A Union Pacific train plowed into a parade float Nov. 16 at a rail crossing in Midland, Texas, killing four wounded veterans and injuring 16 others.
The train was sailing down a controversial stretch of track at about 60 miles an hour.
Federal investigators said it was not speeding.
On board recording devices clocked the lead locomotive at 62 mph, a spokesman for the National Transportation Safety Board said. Investigators say that stretch of track, through the town of Midland, has a 70 mph limit.
The full-length train had about 80 cars that carried shipping containers, according to several news reports.
A witness told ABC News that sirens from the police cars in the parade may have drowned out the sound of the approaching train.
The veterans were on their way to a banquet in their honor at the time of the crash.

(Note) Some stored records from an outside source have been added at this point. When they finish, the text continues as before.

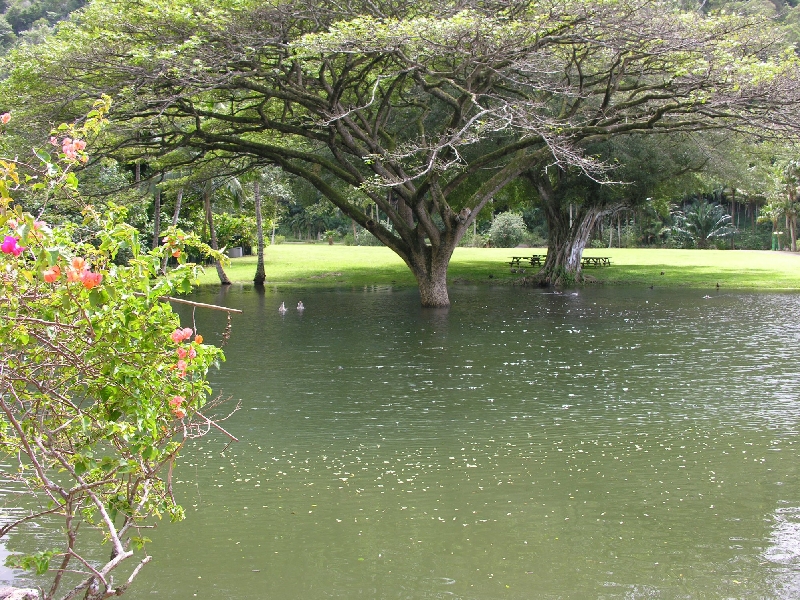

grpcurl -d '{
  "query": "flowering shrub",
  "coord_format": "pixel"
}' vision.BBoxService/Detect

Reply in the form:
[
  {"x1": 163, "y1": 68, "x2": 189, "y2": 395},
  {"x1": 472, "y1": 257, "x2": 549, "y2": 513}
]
[{"x1": 0, "y1": 101, "x2": 234, "y2": 600}]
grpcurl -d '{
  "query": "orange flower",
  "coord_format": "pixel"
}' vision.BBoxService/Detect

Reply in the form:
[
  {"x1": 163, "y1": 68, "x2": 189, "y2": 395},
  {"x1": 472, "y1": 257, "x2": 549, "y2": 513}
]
[
  {"x1": 43, "y1": 265, "x2": 61, "y2": 283},
  {"x1": 82, "y1": 271, "x2": 103, "y2": 290}
]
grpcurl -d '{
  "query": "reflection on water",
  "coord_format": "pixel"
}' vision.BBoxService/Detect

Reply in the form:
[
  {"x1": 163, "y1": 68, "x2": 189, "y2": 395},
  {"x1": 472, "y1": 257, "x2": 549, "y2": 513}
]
[{"x1": 4, "y1": 286, "x2": 800, "y2": 600}]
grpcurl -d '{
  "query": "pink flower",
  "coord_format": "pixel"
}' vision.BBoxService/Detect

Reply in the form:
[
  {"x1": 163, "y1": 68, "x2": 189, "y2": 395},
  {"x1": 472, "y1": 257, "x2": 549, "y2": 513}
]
[
  {"x1": 169, "y1": 327, "x2": 194, "y2": 344},
  {"x1": 0, "y1": 235, "x2": 25, "y2": 256},
  {"x1": 42, "y1": 265, "x2": 61, "y2": 283},
  {"x1": 81, "y1": 271, "x2": 103, "y2": 290}
]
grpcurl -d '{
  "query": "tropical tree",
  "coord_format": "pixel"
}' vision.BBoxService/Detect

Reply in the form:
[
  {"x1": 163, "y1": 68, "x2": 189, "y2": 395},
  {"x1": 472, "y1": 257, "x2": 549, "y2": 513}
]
[
  {"x1": 489, "y1": 212, "x2": 527, "y2": 248},
  {"x1": 12, "y1": 0, "x2": 800, "y2": 306},
  {"x1": 672, "y1": 200, "x2": 736, "y2": 249}
]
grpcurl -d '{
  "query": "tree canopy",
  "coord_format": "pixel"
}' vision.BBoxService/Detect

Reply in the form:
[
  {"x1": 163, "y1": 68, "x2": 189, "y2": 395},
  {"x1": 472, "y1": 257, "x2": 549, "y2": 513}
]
[{"x1": 13, "y1": 0, "x2": 800, "y2": 306}]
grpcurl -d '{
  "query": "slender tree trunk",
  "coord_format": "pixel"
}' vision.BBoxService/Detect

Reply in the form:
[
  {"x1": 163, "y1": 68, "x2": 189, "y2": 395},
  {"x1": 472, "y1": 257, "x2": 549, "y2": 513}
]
[
  {"x1": 161, "y1": 188, "x2": 183, "y2": 273},
  {"x1": 253, "y1": 180, "x2": 267, "y2": 285},
  {"x1": 153, "y1": 188, "x2": 161, "y2": 248},
  {"x1": 203, "y1": 189, "x2": 231, "y2": 285}
]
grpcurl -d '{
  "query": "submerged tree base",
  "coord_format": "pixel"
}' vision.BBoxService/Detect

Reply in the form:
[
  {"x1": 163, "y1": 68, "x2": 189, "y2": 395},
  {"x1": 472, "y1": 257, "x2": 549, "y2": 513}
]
[
  {"x1": 0, "y1": 586, "x2": 39, "y2": 600},
  {"x1": 518, "y1": 270, "x2": 597, "y2": 288}
]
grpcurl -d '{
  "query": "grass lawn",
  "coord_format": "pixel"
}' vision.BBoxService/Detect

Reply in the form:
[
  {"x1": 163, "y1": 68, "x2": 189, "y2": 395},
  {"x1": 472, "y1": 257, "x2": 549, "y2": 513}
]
[{"x1": 194, "y1": 243, "x2": 800, "y2": 289}]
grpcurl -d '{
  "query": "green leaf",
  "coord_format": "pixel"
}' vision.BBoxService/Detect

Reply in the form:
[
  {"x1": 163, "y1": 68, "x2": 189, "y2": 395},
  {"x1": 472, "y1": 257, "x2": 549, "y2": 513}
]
[{"x1": 33, "y1": 149, "x2": 53, "y2": 164}]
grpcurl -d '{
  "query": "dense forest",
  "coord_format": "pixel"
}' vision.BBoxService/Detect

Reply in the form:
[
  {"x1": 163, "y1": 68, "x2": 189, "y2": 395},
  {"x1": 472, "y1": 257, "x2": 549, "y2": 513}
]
[{"x1": 0, "y1": 0, "x2": 800, "y2": 298}]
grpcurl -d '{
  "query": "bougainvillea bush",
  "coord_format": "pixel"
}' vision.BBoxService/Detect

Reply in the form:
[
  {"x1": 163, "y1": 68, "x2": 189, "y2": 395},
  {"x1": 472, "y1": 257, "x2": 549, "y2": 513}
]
[{"x1": 0, "y1": 104, "x2": 231, "y2": 600}]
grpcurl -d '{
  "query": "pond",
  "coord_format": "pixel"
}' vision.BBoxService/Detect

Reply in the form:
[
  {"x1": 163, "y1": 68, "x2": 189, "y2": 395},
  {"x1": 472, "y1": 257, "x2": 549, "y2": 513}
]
[{"x1": 7, "y1": 285, "x2": 800, "y2": 600}]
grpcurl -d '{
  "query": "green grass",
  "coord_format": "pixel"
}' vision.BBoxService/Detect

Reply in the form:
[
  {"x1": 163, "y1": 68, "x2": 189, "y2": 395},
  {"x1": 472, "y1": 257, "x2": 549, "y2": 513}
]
[{"x1": 194, "y1": 244, "x2": 800, "y2": 289}]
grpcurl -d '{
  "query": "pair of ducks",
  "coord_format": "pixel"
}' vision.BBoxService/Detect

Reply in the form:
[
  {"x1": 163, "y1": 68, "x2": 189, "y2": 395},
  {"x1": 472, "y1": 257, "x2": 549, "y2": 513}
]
[{"x1": 278, "y1": 300, "x2": 306, "y2": 313}]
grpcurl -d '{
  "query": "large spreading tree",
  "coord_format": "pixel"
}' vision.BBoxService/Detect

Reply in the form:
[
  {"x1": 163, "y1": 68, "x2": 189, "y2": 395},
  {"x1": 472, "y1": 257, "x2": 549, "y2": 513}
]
[{"x1": 10, "y1": 0, "x2": 800, "y2": 306}]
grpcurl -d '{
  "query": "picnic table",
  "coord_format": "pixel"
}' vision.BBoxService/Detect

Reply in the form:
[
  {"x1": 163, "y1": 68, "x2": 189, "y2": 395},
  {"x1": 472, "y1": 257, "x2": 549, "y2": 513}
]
[
  {"x1": 581, "y1": 256, "x2": 611, "y2": 267},
  {"x1": 508, "y1": 254, "x2": 611, "y2": 269},
  {"x1": 508, "y1": 254, "x2": 547, "y2": 269}
]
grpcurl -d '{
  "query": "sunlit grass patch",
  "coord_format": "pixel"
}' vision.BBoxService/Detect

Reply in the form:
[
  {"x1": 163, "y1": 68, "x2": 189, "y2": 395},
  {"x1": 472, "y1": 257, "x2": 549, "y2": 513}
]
[{"x1": 192, "y1": 244, "x2": 800, "y2": 289}]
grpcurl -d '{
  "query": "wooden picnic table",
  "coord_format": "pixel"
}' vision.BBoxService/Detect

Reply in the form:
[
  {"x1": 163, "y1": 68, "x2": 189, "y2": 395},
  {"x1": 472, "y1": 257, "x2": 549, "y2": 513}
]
[
  {"x1": 508, "y1": 254, "x2": 547, "y2": 269},
  {"x1": 508, "y1": 254, "x2": 611, "y2": 269},
  {"x1": 581, "y1": 256, "x2": 611, "y2": 267}
]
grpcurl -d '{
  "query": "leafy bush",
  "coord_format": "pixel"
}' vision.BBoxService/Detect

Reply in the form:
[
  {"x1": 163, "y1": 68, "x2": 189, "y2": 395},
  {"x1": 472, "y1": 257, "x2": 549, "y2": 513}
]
[
  {"x1": 0, "y1": 103, "x2": 234, "y2": 600},
  {"x1": 489, "y1": 212, "x2": 527, "y2": 248}
]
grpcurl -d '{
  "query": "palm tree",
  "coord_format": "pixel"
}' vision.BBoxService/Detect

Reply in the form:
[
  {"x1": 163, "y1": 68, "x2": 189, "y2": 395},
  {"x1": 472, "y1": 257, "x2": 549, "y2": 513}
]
[{"x1": 672, "y1": 200, "x2": 736, "y2": 248}]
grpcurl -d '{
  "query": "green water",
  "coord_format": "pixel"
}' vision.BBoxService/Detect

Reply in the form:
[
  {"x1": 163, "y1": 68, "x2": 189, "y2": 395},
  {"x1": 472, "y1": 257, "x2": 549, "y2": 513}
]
[{"x1": 7, "y1": 286, "x2": 800, "y2": 600}]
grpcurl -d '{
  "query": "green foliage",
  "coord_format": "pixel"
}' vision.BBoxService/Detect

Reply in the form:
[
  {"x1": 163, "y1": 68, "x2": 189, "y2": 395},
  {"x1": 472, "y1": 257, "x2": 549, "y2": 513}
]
[
  {"x1": 672, "y1": 200, "x2": 736, "y2": 249},
  {"x1": 214, "y1": 213, "x2": 258, "y2": 248},
  {"x1": 489, "y1": 212, "x2": 527, "y2": 248},
  {"x1": 0, "y1": 101, "x2": 233, "y2": 600}
]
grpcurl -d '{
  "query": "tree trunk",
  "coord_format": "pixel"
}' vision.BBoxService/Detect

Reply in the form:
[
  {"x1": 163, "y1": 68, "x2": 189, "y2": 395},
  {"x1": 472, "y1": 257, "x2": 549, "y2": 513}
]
[
  {"x1": 541, "y1": 207, "x2": 613, "y2": 285},
  {"x1": 203, "y1": 189, "x2": 231, "y2": 285},
  {"x1": 161, "y1": 188, "x2": 183, "y2": 274},
  {"x1": 153, "y1": 188, "x2": 161, "y2": 248},
  {"x1": 404, "y1": 242, "x2": 457, "y2": 308},
  {"x1": 253, "y1": 180, "x2": 267, "y2": 285}
]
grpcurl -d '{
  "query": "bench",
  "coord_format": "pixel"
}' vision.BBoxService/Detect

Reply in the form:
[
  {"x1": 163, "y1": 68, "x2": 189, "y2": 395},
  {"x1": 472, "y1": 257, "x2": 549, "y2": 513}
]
[
  {"x1": 508, "y1": 254, "x2": 547, "y2": 269},
  {"x1": 581, "y1": 256, "x2": 611, "y2": 267}
]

The train speed limit at the crossing was raised from 40 miles an hour in 2006, according to ABC News, who cited a Union Pacific official. NTSB investigators are checking to see if the gate was updated at that time, ABC reported.
Veterans and their wives were sitting in chairs on a flatbed semi-trailer. As the truck rolled slowly across the tracks, the crossing gates came down on the trailer, witnesses said. People jumped from the float. Two men pushed their wives off the trailer and were killed. Some veterans were disabled and could not get off the truck in time, according to news wire reports.